How the military hit through Fallujah can be read from exemplary descriptions in newspaper coverage. In the Independent, Kim Sengupta and Justin Huggler reflected on early operational tactics, “An AC-130 gunship raked the city all night long with cannon fire as heavy explosions from US artillery continued well into the morning. The city was pounded all day with air strikes, artillery and mortar fire. War planes carried out some two dozen sorties against the city, and four 500-pound bombs were dropped over Fallujah before dawn.” (Battle for Fallujah Rages,” The Independent, 9 November, pp. 1, 4, 2004)
The New York Times’ Dexter Filkins, who was embedded with the US military in Fallujah, depicted the soldiers’ “firing a 200-yard cord containing 1,800 pounds of explosive southward from the berm, toward downtown Fallujah” (Urban Warfare Deals Harsh Challenge to Troops,” New York Times, 9 November, p. 1, 2004). This was a mine clearing-system called Miclic that had firstly been used on D Day to sweep the beaches of the Normandy. The Times’s defence editor Michael Evans commented:
“The Miclic is normally designed for open spaces because it generates tremendous pressure, setting off mines over a large area. [...] It is highly effective but also indiscriminate, and not normally considered suitable for an urban environment.” (Deadly Rockets Blast Way Through,” The Times, 10 November, p. 9, 2004)

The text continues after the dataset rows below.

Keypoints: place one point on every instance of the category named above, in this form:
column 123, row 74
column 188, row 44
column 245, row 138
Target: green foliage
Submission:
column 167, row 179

Robert F. Worth, of the New York Times cited a website journal by NBC journalist Kevin Sites, who was embedded with Marines in Fallujah and who wrote that the military had operated “with liberal rules of engagement”. According to Worth, the writing went “on to quote a marine saying everything to the west of his position in Falluja was ‘weapons free.’ It continues, ‘Weapons free means the marines can shoot whatever they see – it’s all considered hostile.’” (Newsman Who Taped Marine Shooting Captive Keeps Silent,” New York Times, 18 November, p. 15, 2004)
Consequently, and as Jacqui Spinner wrote in the Washington Post, civilians in Fallujah had stated “they had simply been caught up in a sweep for insurgents that unfairly targeted all military-age males” (Fallujans Staying at Mosque Get Grim Task: Grave Digging,” Washington Post, 20 November, p. A 12, 2004).
In fact, there is evidence that US/Coalition forces may have indiscriminately killed civilians. For example, US-American independent journalist Dahr Jamail reported at the time in the New Standard online newspaper, “Men now seeking refuge in the Baghdad area are telling horrific stories of indiscriminate killings by US forces during the peak of fighting last month in the largely annihilated city of Fallujah.”
In an interview with The New Standard, Burhan Fasaâ a, an Iraqi journalist who works for the popular Lebanese satellite TV station, LBC, said he witnessed US crimes up close. Burhan Fasaâ, who was in Fallujah for nine days during the most intense combat, said Americans grew easily frustrated with Iraqis who could not speak English. “Americans did not have interpreters with them,” Fasaâ a said, “so they entered houses and killed people because they didn’t speak English. They entered the house where I was with 26 people, and [they] shot people because [the people] didn’t obey [the soldiers’] orders, even just because the people couldn’t understand a word of English.”
Consider that according to official estimates by The Emergency Working Group which comprised of the UN, the Red Cross/Crescent and various ministries of the Iraqi Interim Government, about 50,000 civilians were expected to hide in Fallujah, a dense city with the size of about 3 x 3,5 kilometers in square. Consequently, the “operation” destroyed about 70% of the city and killed up to an estimate of 6,000 people.
In a documentary for the RAI broadcasting channel, Italian Journalists Sigfrido Ranucci and Maurizio Torrealta called this event The Hidden Massacre.
Yet, until today, Fallujah has largely not been described as a massacre in Western intellectual and media culture. Without any legal investigation, the Fallujah massacre has been kept in silence.